1. When can I have a document notarized?
Call ahead to confirm availability (512) 930-3551. Notary services are generally available Monday through Thursday 1-6 PM, Friday 2-4 PM and Saturday 9 AM to 12 PM. Notary service is limited to 3 documents per person, per day. Documents over 2 pages in length will require an appointment.
2. What do I need to bring?
- Bring a current photo ID (issued by a governmental agency) with you for every person who will be signing the document. This requirement also applies to witnesses. Expired IDs cannot be accepted.
- If there is more than one party signing a document, all parties must appear before the notary at the same time in order for a notarization to be completed.

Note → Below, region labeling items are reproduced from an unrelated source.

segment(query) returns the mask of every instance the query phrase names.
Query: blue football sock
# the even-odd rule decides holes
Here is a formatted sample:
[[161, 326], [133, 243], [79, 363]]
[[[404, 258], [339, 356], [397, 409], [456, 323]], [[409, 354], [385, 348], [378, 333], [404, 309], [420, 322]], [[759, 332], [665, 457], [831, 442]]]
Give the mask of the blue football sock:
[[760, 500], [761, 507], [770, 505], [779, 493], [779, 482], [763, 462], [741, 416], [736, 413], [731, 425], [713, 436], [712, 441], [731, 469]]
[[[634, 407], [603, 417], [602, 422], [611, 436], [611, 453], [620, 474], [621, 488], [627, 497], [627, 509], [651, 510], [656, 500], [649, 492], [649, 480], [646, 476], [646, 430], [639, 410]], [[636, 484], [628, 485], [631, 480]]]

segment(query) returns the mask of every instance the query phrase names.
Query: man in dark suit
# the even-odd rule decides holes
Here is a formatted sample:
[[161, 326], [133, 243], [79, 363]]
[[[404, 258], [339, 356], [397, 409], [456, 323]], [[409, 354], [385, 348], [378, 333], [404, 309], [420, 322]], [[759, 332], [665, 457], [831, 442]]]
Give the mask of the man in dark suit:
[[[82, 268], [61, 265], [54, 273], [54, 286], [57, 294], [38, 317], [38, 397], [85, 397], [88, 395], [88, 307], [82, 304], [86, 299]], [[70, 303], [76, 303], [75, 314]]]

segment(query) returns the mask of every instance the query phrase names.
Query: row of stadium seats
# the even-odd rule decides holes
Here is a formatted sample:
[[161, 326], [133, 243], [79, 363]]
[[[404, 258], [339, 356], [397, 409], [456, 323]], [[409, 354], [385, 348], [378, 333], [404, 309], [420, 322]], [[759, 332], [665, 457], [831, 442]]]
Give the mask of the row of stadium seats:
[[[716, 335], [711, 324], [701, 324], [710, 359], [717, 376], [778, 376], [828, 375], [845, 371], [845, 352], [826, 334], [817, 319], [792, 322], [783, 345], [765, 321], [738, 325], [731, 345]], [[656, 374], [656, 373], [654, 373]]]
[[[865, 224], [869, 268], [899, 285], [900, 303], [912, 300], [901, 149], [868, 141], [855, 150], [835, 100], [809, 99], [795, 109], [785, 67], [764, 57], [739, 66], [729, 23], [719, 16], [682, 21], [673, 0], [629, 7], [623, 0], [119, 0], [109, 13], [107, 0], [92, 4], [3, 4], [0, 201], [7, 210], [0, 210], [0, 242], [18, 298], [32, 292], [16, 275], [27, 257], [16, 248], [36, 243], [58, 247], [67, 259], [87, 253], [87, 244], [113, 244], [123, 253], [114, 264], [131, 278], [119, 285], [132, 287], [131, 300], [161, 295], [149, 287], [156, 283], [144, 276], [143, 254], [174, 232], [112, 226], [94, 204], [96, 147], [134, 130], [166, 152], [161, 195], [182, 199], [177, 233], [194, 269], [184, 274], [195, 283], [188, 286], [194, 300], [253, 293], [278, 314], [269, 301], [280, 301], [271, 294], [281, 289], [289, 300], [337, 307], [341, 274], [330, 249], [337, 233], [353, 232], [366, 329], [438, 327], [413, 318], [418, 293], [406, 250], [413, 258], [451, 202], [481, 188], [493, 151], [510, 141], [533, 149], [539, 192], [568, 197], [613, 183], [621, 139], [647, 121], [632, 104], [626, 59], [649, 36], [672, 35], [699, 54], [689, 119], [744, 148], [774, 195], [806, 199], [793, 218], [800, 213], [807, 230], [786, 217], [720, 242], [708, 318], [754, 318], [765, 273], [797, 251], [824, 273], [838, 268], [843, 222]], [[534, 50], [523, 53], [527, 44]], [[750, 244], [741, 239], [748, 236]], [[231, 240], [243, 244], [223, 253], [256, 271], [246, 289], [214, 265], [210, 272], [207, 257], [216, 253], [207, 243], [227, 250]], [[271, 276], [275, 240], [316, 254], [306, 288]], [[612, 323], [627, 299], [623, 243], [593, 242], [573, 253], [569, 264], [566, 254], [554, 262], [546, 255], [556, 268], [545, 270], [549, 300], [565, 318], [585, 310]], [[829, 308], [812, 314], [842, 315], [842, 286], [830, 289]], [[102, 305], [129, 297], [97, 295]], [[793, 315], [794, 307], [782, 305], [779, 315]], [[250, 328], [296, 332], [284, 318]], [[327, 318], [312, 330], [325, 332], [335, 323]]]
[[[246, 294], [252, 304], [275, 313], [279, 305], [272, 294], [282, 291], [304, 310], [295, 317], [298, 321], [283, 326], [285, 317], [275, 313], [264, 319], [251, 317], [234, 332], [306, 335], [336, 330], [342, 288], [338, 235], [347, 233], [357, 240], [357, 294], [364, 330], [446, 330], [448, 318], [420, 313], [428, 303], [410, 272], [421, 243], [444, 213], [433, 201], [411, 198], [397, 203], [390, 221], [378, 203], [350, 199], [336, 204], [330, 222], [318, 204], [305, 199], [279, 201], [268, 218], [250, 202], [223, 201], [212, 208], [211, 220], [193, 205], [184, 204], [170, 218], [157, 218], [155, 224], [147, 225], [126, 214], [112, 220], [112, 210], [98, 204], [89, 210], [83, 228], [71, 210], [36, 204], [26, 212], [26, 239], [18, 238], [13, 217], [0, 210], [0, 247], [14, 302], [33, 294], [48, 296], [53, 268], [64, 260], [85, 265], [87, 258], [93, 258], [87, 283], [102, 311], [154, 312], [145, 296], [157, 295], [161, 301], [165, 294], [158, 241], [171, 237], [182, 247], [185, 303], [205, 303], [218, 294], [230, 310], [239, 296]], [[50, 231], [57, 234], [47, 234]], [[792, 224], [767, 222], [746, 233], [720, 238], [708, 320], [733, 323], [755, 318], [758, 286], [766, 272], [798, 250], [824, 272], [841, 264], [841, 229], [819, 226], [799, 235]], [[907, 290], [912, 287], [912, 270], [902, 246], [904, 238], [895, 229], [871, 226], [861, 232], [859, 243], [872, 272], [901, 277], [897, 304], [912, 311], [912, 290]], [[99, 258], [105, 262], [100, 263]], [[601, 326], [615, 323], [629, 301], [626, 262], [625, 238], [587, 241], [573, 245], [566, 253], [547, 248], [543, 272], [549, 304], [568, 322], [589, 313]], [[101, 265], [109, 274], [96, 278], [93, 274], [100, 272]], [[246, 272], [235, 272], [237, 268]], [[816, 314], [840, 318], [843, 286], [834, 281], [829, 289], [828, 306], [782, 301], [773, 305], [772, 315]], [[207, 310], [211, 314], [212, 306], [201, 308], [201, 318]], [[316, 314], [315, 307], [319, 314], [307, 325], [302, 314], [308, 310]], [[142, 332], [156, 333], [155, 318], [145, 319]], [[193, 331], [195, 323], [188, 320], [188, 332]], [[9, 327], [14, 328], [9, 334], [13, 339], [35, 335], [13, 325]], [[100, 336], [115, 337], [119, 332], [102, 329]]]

- Bring the document requiring notarization, in its entirety, with you to the appointment. All blanks in a document must be filled in before notarization, with “N/A” if not applicable.
- Documents presented must have the Notarial Certificate included. Our notaries cannot give advice concerning the choice of Notarial Certification. If you need guidance go to the Texas Secretary of State website at www.sos.state.tx.us/statdoc/edinfo.shtml .
- If your document requires witnesses, you are responsible for providing them. A witness must (1) be personally known to you, (2) be willing to stand up in court on your behalf, (3) be at least 18 years of age, and (4) have current photo ID (issued by a governmental agency). Witnesses may not be solicited from patrons using the library.
3. What else do I need to know?
- Do not sign any documents until the notary is present.
- Notaries may not copy and notarize Public Record documents (sometimes referred to as copy certification). Some common examples of Public Record documents are: birth certificates, death certificates, marriage or divorce decrees, copies of deed, mortgages, or other Real Estate documents, probated wills, official school records & transcripts, immigration papers, military records, driver’s licenses, passports, certificates of citizenship, Employment Eligibility Verification (I9) documents.
- Certain documents are best handled by law offices or realtor; therefore, we do not notarize wills, codicils, living wills or trusts, documents of conveyance (transfer of title or deed), documents related to estate settlement, or depositions.
- Notaries Public are prohibited from offering any kind of advice to the public on the format, wording, or content of any document to be notarized. To do is considered the “unlicensed practice of law”. Please consult with your attorney, real estate agent, or other legal professional if you have any questions before presenting a document for notarization.
- Texas law requires that a notary and the customer seeking notarization be able to communicate directly with each other. Documents to be notarized must be in English. Notaries are not permitted to make use of a translator to communicate with a Notary Service customer. Unfortunately, we do not at this time have a Spanish-speaking notary.
- In accordance with Texas Notarial Law, notaries will not provide service if the customer, document, or circumstance of the request for Notary Service raises any issue of authenticity, ambiguity, doubt, or uncertainty for the notary. The Library’s notary may, at his/her sole discretion, decline to provide Notary Service.